その内のひとりのMさんとは、中津川の駅で落ち合った。こちらに別荘があって地理にくわしいとかで、チェックイン迄の三時間を馬籠で過ごすことになり、通りを散策したりカフェでお喋りをしたりした。
水車をバックに写真を撮ったところで、「ちょっと待ってて、やっぱり、あの暖簾買ってくるわ」あたふたと、土産物屋に引き返した私は、紺地に白で、木の名を染め抜いた暖簾を求めた。家に魚偏の字が並んだ大きな湯のみが、あってお鮨のときには、それにお茶を淹れるが、木偏のものは何も無いので買う気になった。
湯舟沢温泉は、ふる里創生資金を投じてお湯が出たところで、アクアリゾートと花更紗とが併設である。水着をつけてプールに入りインストラクターの若い女性に一時間半の、きついレッスンを受ける。

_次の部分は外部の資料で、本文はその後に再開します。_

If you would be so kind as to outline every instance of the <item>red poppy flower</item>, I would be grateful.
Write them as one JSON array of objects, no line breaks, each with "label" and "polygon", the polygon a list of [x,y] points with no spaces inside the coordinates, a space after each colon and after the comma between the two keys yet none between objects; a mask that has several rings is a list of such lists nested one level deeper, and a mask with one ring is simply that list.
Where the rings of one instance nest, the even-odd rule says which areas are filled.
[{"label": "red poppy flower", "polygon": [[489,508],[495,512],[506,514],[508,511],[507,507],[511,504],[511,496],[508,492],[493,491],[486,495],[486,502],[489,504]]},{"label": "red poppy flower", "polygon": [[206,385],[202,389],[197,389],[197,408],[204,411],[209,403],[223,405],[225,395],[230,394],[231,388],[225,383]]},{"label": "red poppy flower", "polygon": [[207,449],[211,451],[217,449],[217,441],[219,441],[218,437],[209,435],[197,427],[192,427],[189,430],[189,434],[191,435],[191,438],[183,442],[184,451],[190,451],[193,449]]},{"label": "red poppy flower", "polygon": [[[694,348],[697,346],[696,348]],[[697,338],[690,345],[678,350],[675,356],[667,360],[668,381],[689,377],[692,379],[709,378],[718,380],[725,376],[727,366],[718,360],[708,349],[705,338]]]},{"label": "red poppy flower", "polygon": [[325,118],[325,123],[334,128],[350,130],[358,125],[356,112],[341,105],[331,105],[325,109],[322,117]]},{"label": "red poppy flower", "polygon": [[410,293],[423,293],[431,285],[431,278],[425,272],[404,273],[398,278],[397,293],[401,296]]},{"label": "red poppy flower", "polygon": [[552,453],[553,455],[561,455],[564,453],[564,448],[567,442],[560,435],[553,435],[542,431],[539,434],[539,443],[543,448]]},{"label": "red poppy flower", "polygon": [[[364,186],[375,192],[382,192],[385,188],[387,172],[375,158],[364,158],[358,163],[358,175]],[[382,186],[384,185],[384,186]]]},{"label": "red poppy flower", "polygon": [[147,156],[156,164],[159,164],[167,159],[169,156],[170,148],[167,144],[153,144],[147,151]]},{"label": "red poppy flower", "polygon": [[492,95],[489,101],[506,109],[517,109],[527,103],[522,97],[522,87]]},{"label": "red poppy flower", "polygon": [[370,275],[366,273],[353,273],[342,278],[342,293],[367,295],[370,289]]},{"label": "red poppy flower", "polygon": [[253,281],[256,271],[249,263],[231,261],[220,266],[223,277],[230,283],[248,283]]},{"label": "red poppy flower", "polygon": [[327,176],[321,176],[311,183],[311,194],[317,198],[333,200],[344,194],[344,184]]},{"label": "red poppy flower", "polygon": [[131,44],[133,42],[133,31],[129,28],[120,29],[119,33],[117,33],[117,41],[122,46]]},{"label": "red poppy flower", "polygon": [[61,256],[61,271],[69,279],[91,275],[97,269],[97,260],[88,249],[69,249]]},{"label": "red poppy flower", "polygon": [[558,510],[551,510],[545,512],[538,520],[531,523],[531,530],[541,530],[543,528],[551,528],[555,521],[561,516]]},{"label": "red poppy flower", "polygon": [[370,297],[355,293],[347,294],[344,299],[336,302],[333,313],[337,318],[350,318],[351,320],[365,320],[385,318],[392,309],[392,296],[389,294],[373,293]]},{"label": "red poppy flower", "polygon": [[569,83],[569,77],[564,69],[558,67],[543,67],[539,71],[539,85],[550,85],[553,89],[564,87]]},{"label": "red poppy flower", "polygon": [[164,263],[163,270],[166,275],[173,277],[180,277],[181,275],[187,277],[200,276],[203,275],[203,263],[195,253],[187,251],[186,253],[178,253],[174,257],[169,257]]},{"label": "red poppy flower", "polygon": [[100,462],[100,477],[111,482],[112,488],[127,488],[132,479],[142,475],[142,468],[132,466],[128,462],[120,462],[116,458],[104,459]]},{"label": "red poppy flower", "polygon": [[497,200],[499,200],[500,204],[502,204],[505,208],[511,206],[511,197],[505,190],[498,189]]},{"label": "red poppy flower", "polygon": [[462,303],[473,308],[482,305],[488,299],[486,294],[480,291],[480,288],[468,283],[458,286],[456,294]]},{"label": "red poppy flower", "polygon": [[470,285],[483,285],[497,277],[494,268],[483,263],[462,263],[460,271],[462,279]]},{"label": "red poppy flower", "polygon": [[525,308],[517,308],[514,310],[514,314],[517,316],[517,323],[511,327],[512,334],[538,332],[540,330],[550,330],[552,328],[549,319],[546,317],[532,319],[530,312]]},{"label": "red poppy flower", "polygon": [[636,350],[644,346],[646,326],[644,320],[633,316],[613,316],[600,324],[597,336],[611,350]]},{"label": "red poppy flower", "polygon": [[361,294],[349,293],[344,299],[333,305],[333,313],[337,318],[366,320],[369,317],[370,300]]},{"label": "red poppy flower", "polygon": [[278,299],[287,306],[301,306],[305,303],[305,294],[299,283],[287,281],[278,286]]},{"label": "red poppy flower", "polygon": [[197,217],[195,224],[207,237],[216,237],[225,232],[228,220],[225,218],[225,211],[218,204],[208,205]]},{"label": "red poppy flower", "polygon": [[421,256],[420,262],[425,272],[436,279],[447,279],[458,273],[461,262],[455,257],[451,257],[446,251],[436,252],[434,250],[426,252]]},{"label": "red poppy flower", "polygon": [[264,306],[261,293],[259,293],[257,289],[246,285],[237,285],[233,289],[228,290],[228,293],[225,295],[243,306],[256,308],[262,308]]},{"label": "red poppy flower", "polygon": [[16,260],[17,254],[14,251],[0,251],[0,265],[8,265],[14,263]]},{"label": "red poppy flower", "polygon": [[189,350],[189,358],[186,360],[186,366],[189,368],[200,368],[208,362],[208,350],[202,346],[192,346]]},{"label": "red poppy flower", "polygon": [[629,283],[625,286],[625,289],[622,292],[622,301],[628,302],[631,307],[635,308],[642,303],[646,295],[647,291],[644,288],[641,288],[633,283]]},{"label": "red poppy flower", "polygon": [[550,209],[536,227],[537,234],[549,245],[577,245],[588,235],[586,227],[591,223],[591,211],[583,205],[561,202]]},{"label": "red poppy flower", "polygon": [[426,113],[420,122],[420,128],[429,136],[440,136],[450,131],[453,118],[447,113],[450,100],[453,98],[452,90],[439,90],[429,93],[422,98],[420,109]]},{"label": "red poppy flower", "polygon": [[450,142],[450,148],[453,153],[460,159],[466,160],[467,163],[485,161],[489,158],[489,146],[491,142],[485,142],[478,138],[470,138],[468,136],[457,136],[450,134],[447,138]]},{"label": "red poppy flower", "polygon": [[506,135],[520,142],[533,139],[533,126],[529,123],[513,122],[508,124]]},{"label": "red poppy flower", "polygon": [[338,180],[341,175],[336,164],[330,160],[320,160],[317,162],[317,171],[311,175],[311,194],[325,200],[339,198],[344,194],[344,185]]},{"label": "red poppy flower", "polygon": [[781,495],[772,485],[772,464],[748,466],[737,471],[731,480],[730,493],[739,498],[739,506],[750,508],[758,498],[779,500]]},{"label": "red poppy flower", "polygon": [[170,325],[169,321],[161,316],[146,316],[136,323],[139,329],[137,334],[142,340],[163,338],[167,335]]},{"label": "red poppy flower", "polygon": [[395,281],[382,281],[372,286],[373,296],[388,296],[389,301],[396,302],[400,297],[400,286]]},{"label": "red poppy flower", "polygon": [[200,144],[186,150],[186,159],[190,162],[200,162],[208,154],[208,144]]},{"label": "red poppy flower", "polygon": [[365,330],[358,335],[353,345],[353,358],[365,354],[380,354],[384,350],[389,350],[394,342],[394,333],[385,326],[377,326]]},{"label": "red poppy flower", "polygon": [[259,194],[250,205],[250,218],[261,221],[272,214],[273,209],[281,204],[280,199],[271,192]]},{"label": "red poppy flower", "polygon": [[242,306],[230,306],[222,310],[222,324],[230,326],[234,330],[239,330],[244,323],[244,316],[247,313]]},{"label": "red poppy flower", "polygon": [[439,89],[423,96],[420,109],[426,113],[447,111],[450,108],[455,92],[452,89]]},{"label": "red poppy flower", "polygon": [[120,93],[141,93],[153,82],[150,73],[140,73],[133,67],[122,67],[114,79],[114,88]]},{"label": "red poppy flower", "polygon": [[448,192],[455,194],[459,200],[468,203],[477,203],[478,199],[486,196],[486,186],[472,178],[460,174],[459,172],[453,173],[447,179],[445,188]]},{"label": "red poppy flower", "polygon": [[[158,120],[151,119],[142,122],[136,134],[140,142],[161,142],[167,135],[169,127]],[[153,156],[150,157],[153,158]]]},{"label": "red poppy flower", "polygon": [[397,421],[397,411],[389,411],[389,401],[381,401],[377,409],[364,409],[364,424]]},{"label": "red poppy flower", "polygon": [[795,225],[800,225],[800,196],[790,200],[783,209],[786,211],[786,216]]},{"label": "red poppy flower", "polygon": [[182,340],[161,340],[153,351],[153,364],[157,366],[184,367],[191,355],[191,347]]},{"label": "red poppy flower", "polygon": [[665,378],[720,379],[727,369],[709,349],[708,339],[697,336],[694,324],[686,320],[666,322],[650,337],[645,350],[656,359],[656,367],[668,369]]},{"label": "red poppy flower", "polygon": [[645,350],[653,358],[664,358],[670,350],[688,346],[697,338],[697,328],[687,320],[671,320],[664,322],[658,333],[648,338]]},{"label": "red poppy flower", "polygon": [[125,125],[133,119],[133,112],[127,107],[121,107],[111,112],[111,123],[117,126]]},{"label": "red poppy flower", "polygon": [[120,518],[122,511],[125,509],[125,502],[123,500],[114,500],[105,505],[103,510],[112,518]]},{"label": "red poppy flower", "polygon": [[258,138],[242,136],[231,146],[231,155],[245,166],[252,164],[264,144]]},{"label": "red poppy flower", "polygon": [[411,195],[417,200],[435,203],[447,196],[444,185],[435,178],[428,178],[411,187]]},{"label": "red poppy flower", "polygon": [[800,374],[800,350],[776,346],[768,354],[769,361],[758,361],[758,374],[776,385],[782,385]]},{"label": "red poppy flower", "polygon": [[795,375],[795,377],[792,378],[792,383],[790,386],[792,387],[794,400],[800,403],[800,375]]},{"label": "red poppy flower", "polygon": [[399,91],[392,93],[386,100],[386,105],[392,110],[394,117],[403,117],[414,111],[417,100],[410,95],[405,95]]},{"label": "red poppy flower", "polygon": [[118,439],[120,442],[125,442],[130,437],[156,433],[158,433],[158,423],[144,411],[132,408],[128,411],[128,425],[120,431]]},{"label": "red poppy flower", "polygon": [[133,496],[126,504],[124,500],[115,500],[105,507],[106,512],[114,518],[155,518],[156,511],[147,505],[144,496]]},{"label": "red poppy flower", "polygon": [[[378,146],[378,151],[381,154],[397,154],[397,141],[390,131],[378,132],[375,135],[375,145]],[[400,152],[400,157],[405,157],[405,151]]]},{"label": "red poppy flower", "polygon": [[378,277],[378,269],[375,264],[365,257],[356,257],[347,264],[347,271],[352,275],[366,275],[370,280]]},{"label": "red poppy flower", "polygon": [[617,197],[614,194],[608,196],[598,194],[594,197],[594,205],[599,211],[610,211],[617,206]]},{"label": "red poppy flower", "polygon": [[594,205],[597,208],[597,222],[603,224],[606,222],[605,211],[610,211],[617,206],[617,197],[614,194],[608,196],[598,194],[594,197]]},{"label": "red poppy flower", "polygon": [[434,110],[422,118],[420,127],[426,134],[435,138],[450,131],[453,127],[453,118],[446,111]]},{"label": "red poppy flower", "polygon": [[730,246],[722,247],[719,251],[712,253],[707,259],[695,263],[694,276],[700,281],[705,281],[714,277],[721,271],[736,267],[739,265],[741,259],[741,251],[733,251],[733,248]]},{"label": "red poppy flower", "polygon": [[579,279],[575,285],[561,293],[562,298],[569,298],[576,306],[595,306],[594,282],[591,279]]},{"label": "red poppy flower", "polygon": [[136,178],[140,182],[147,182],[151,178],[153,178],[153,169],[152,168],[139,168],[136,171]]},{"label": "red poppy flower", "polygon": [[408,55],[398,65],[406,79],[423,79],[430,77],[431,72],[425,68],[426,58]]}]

翌日は羊の牧場迄、足をのばし毛刈りをみたり、心地良い五月の風に吹かれて山菜を採ったりした。
帰宅して、宿題、宿題とキッチンに馬籠で買った暖簾をかけて判らない字をしらべた。
欅(けやき)栃(とち)栓(せん)桂(かつら)榧(かや)樫(かし)栂(とが)樅(もみ)柘(つげ)杼(どんぐり)槙(まき)檜(ひのき)椹( )槐(えんじゅ)楓(かえで)楢(なら)朴(ほお)檪(くぬぎ)柏(かしわ)杜(やまなし)いちいがし、もち、は字が出ない。
そんな訳でふっきれなさは残るけど、三字づつ並んだ紺と白の暖簾は風情がいい。